'Hayır’ın gücü ve Doğan Cüceloğlu
Bir sosyal ortamdan ayrılıp, zamanını kendi bildiği biçimde kullanmak isteyen birini düşünün. “Gel otur, bir çayımızı iç!” teklifi ile karşılaşan bu kişinin önünde iki seçenek var; ya bu teklifi kabul edecek ya da kabul etmeyecek. Kabul etmemek durumunda ya kendi içinden gelen ya da toplumda mevcut bulunan bir güce gereksinim duyacak. “Evde annem hasta, onu doktora götürmem gerekiyor” dediğinde, bizim toplumumuzda aklı başında hiç kimse, “Boş ver şimdi annenin hastalığını; sen gel bizimle otur, çay iç!” diyemez. Biri bunu derse, toplum o kişiyi kınar, dışlar. Birçok kişi bu nedenle, “sosyal mazeretleri” kalkan yaparak kendi istediklerini yapabilecek zamanı bulmaya çabalar. Anne hasta değildir; kişi evde kendi başına kalıp kitap okumak istemektedir. Ama, o ortam içinde, “Eve gidip kitap okumak istiyorum” deme gücünü kendinde bulamadığı için, ‘annenin hastalığı’ mazeretini kullanmaktadır.
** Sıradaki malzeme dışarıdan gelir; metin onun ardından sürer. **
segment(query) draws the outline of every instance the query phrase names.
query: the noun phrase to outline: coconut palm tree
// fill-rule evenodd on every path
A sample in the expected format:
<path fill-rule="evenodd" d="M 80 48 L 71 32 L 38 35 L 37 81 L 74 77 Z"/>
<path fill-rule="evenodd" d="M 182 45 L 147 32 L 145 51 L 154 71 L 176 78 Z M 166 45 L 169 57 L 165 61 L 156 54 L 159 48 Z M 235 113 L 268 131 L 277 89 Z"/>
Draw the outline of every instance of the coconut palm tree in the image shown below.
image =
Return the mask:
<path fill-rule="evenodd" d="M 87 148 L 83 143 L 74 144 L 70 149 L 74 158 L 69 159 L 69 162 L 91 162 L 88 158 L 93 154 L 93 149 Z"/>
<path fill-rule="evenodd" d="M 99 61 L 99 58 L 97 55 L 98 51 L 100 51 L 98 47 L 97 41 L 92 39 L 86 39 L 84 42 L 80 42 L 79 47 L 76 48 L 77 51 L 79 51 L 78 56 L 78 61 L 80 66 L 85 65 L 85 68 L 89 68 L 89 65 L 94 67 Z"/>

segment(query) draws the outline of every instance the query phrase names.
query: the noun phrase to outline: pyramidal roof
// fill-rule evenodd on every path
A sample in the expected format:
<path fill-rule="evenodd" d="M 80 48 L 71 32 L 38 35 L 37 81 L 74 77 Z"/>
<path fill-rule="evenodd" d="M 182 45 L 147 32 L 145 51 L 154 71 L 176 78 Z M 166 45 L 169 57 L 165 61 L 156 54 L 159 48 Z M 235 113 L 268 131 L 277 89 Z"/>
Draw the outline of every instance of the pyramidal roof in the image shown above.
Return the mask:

Peki, böyle bir sosyal mazereti kullanan kişi kendiyle olan ilişkisinde, yani aynada kendi gözlerine baktığında, neler oldu acaba?
Kişi kendi başına kitap okumanın yaşamındaki önemine inandığı ve kitap okumaktan vazgeçmemeye karar verdiği zaman, “Gel otur bir çayımızı iç” teklifine çok rahatlıkla “Hayır!” diyebilir ve bu kararından tedirginlik duymaz. Yani, kişinin “Hayır” diyebilmesi için önce özündeki “Evet”i keşfetmesi gerekiyor.
Bu güzel hikâye ve sözler 7’den 70’e hepimizin hayatına derinden dokunmayı başaran ve maalesef geçtiğimiz günlerde yitirdiğimiz değerli Doğan Cüceloğlu’na ait.
Kimlere “Evet” diyorsunuz?
Bir toplantıdan diğerine nedenini bilmeden koşuyorsanız, bir hedefe ulaşma gayesiyle sürekli strateji değiştiriyorsanız, çalışma arkadaşlarınızın istekleri karşısında bunalıyorsanız ve gün sonunda nedensizce yorgun hissediyorsanız durup düşünmekte yarar var. Konuştuğum, mentorluk yaptığım insanların büyük bir kısmı stresli iş hayatından, çalışma arkadaşlarının, patronlarının isteklerinden bunaldıklarından bahsediyorlar. Yöneticiler doğru stratejiyi bir türlü bulamadıklarından, yıl sonunda da hedefi tutturamadıklarından yakınıyorlar. Ve bana “Ne yapmalım?” diye soruyorlar.
Ben de onlara şu soruyu soruyorum: “Kimlere, hangi projelere “evet” diyorsunuz?” Bu “evet”lerin size maliyeti nedir? Farkındalık yaratmada bir usta olan Doğan Cüceloğlu’nun da söylediği gibi “Hayır” diyebilmek için özümüzdeki Evet’i keşfetmemiz gerekiyor. Bunun için de varoluş gayemizi, amacımızı çok net olarak belirlemeli ve ifade edebilmeliyiz. Hayatta bulunan her şeyin bir amacı var. Hayvanların, bitkilerin, hayatın bir amacı var. Liderlerin ve hatta şirketlerin de bir varoluş amacının olması gerekir. Bu amaç, ne kadar net olursa ve yaşam içinde uygulanabilirse o kadar rahat “Hayır” diyebiliriz. Olumsuz bir söz gibi görünse de “Hayır” diyebilmek içerisinde çok önemli bir gücü barındırıyor.
Teknoloji alanında yeniliklerle yepyeni bir dönemin açılmasını sağlayan Steve Jobs’a “Nasıl başarılı oldunuz?” diye sorulduğunda da “Başarıya odaklanmak için ‘Hayır’ diyebilmeyi bilmek gerekir. Hayır diyebilmek için de ne istediğinizi net olarak bilmeniz gerekir” yanıtını vermiştir. Şirketinizin varoluş amacı var mı? Sizin yaşam gayeniz var mı? Gün içerisinde amacınıza hizmet etmediği halde kimlere “Evet” diyorsunuz? Bunun bedelini nasıl ödüyorsunuz? En önemli soru da şu; çalıştığınız şirketin ve kendinizin varoluş amacına hizmet etmeyen projelere, isteklere “Hayır’ diyebiliyor musunuz?